I am so proud of my hubby. He actually chopped wood yesterday!!! And he finally (FINALLY!) understands the difference between a log splitter and an axe.
For years, like since I bought the log splitter at a garage sale and attached a new handle myself, both he and our best guy friend have never understood the difference between an axe and a log splitter. We have a heavily wooded city lot and cut up felled trees to use in our fire pit for entertainment fires. No matter what I told them, they both would try to chop a huge log into smaller logs with that stinkin log splitter and wonder why they couldn't get anywhere. They would complain about how dull it was and how this is never going to work. You're right. It won't. I told you that it was a log splitter.

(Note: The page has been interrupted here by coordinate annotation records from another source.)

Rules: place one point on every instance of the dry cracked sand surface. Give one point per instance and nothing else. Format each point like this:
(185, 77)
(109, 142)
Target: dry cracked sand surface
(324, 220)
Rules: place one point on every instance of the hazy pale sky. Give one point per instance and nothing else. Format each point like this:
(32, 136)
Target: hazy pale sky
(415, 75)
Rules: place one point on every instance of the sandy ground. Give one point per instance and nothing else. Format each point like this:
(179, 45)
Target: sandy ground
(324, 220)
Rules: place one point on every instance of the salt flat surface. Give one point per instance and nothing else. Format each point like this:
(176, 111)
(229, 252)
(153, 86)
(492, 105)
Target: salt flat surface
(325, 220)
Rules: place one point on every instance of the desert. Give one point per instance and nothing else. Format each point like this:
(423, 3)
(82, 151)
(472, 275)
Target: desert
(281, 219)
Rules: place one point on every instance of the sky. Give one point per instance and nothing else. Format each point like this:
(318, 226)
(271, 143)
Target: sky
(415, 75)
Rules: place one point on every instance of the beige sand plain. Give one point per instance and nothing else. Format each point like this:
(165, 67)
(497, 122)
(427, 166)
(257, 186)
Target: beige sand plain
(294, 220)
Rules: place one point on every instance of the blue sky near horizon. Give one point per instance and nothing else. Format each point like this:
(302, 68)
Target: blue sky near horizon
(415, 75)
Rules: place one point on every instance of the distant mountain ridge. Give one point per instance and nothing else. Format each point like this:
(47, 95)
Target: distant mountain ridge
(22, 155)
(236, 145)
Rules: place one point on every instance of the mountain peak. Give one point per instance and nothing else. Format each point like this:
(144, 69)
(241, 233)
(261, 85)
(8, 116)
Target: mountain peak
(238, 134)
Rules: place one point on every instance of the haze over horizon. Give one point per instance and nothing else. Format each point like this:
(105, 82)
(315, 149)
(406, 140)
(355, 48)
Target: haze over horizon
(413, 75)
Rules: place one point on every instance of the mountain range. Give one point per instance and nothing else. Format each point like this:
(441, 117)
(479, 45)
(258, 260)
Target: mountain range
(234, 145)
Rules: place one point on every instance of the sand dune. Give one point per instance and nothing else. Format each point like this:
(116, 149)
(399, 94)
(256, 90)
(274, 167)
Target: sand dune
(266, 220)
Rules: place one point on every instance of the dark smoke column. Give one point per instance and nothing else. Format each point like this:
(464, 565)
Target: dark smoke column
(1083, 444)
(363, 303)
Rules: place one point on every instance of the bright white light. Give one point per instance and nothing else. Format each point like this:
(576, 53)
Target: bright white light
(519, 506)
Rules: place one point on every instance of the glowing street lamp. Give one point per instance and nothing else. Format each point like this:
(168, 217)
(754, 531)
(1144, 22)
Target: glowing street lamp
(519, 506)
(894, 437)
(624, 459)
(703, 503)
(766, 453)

Sometime later, we acquired a little hatchet. This also is not an axe and shouldn't be used as one. Yet they would and I'd have to sharpen it again, and again. Finally, very recently, I bought us an axe and hubby was given a little electric chain saw soon after. Hubby enjoyed cutting up a big mimosa tree that had blown down into logs and we stacked it under the deck. Yesterday, he gets it in his head to split some of those logs to make them easier to use. I said, have fun (really meaning it!) and went back inside. It is very possible to enjoy this type of work when you're not depending on it for your only heat in the house. I hear him chopping away out there for about 10 minutes and go to look. He's got the axe and hasn't managed to split a log yet. I go fetch the log splitter and explain the difference once again.
He takes the log splitter, and with all his might, hits the log and it dramatically splits into 3 pieces!! Oh wow! he says with awe. Finally! I think, we have finally hit brain matter. Some minutes later he says, "this thing is dull as hell and it just doesn't matter." I go through the difference in the design of the heads of the two tools and the basic physics of why they work differently and maybe maybe I won't have to explain it again. He asks me to stand in a safe place in case the head flies off the handle. I attached the handle myself a couple years ago and understand his fear and am not offended. I stand back. Flying split wood is also a hazard and scrapes his shin at one point.
He splits logs for about 30 minutes, until his arms and hands start to get shaky and our company is due in a few minutes. He split quite a few logs. More than plenty for about 3 or 4 fires.
I am so proud that my city-boy husband did some really hard physical labor and really enjoyed it!! And it was a big manly thing to watch.